My daughter’s bedroom had a built-in wardrobe with an airing cupboard next to it. We changed the boiler to a combi a while ago, so we no longer needed the airing cupboard. In its place, we wanted an IKEA PAX with sliding wardrobe doors.
The old wardrobe was fully built-in with concrete blocks, render, plaster, architraves and folding doors. The doors were well past their prime and kept coming away from their guides.
Installing IKEA’s PAX wardrobes presented two issues to overcome – width and height.
I didn’t want to remove the end wall by the door as I was concerned it may de-stabilize the adjoining bathroom wall and the ceiling height was an inch or so lower than the PAX wardrobes.
IKEA item used:
- IKEA PAX wardrobe with sliding doors
First, I narrowed the right-hand wardrobe carcass by 70mm and shortened both carcasses by 40mm in height. Then, I installed the bottom door guides/runners under the base-board. This meant the sliding wardrobe doors could be about 10mm closer to the floor which I think looks better.
I won’t lie, it was a pain and took a fair bit of head-scratching, swearing, and so-on but the result looks like a custom-made-to-measure wardrobe. For £400.
I didn’t attempt to narrow the sliding wardrobe doors but nobody has noticed.
By taking the time to replicate the original fixing holes on the shortened panels it all fitted together as if it were straight out of the box.
The small wall enclosing the right-hand side of the wardrobe was about 120mm short of the front of the PAX assemblies. So I framed it out to match the front of the forward sliding door. Then spent quite a while getting the corner beads for plaster aligned to the sliding door as best I could.
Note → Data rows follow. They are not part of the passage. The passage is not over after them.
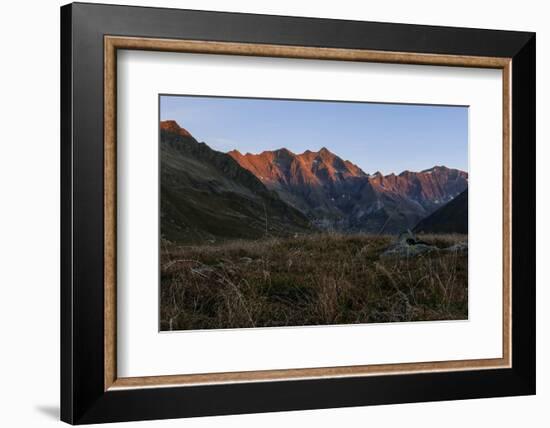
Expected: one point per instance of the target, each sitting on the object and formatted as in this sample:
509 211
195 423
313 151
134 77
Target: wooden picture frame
91 390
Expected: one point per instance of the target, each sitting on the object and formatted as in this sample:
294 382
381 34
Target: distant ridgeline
206 194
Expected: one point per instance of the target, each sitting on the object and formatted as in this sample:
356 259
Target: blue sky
376 137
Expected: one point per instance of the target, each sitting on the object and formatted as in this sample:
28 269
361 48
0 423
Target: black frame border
83 399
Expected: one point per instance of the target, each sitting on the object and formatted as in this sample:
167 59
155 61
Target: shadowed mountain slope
450 218
207 195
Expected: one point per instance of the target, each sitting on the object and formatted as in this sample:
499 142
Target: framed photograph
266 213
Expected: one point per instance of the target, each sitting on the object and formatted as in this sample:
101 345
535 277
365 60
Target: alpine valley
212 195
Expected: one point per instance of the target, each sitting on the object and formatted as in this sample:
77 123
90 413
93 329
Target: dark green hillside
207 195
450 218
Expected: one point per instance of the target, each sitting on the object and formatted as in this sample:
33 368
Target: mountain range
206 193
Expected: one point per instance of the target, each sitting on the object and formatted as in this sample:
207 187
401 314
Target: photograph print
281 213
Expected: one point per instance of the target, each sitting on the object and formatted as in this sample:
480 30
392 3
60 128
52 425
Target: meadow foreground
317 279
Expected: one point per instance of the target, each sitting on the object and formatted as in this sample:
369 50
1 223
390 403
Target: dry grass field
315 279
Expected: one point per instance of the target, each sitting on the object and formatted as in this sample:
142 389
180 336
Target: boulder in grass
408 245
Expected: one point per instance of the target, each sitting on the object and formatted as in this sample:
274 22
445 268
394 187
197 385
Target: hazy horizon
390 138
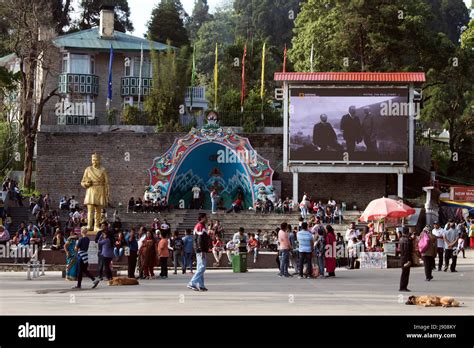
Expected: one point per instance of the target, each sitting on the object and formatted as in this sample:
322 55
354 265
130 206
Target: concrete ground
356 292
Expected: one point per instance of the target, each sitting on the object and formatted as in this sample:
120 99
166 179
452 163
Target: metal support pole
400 185
28 271
295 188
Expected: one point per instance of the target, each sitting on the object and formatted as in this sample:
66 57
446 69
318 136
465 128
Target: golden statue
96 182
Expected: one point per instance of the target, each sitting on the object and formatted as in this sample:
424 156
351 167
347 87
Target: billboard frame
362 167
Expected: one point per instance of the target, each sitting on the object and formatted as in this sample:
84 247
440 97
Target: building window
65 63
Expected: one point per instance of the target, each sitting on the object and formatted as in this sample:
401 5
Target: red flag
242 97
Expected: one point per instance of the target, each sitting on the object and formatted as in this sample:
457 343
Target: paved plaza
257 292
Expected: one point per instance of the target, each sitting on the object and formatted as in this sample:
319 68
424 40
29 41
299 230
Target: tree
167 23
90 15
449 17
268 20
198 18
31 28
360 35
467 37
61 9
221 30
171 71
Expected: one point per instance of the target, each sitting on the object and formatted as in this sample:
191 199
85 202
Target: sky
141 11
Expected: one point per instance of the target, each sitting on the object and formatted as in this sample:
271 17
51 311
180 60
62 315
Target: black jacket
406 248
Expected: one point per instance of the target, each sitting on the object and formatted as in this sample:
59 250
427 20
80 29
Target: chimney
107 20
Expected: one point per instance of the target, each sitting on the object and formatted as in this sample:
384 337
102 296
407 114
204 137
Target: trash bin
239 263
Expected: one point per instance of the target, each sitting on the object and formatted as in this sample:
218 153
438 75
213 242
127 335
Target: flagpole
242 97
140 78
262 87
193 75
216 79
109 86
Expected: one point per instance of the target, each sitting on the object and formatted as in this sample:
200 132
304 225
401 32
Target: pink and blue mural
211 157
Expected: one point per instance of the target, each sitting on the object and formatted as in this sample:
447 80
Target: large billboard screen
348 124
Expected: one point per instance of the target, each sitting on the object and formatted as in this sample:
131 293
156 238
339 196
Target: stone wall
62 158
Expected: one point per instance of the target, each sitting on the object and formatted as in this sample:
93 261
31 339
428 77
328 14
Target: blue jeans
284 262
320 259
118 252
188 261
214 205
304 212
198 278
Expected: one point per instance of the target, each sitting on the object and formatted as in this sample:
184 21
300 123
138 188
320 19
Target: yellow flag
216 78
262 89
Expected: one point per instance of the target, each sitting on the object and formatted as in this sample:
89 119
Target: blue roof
90 39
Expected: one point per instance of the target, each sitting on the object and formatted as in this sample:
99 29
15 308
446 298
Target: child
460 246
163 253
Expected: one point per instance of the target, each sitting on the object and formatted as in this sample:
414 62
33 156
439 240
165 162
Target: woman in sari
148 255
71 257
330 251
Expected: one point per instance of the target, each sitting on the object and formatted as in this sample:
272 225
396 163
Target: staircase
19 214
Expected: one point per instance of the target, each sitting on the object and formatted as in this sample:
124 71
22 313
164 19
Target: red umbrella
386 207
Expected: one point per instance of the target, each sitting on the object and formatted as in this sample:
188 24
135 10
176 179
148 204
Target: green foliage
166 23
360 35
467 37
111 116
198 18
131 115
90 15
171 74
268 20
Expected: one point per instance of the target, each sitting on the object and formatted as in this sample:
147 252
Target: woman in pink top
284 248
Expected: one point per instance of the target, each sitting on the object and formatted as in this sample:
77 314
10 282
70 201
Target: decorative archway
211 157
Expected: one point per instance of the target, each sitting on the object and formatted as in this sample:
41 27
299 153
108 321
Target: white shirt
196 190
140 241
439 232
352 233
451 235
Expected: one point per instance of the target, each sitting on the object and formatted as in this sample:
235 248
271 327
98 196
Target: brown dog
432 301
123 281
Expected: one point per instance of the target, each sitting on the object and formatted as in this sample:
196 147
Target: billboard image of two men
364 124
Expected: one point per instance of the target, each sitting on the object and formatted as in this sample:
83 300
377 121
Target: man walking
201 242
351 129
284 250
450 240
82 247
438 232
305 241
406 249
196 195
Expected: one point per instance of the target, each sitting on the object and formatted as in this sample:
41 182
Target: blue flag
111 61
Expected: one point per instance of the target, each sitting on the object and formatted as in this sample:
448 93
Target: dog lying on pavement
123 281
432 301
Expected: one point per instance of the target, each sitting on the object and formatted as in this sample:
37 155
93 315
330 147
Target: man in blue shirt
188 251
305 240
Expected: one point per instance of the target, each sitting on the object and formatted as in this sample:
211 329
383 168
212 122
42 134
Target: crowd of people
312 249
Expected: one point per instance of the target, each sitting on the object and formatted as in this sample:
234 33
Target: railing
130 86
78 84
250 120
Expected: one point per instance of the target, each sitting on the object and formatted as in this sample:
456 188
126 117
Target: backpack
178 244
424 243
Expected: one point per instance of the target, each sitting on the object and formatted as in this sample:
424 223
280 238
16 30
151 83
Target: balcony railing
131 86
78 84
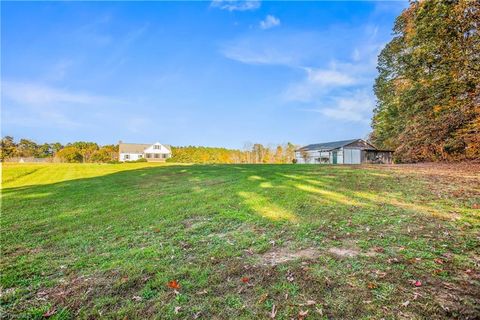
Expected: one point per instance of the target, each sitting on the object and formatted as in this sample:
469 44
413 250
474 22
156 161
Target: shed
354 151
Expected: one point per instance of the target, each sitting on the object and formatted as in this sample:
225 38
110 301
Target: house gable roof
132 147
138 147
329 145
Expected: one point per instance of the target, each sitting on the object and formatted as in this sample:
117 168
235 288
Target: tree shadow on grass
162 222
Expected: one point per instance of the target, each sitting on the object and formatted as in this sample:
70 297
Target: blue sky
218 73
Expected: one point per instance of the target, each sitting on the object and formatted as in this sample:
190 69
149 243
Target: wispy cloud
271 48
236 5
36 105
350 106
269 22
317 82
40 95
339 88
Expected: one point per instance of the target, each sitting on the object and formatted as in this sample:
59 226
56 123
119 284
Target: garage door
351 156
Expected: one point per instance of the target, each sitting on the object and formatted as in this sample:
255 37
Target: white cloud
40 95
356 107
266 48
236 5
36 105
269 22
318 82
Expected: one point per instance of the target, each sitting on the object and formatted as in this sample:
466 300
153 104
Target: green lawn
242 241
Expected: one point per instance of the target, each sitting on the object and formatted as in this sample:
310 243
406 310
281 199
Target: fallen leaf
302 314
50 312
273 313
310 302
173 284
290 276
263 298
417 283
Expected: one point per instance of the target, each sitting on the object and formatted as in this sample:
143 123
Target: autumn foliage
428 88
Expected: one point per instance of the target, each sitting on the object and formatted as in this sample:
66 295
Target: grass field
240 241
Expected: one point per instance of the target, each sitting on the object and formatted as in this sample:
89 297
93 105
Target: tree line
79 151
428 87
91 152
252 153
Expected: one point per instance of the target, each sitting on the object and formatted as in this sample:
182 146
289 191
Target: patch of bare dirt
77 291
344 252
280 255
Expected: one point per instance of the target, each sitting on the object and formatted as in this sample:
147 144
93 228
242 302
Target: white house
156 152
354 151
Next, I gave it a quick skim with regular multi finish plaster. The result is quite a neat shadow line between the two of about 1/2”. A couple of people who have been to inspect my handy work didn’t even realise there was a wardrobe there until it was pointed out to them.
My final comments would be that yes; you can shorten sliding wardrobe door kits for PAX wardrobes (as long as the doors are not mirrors etc!). But it’s a lot of work, easy to make mistakes and requires a fair level of confidence in your own abilities. But I suspect it saved me upwards of £1,500.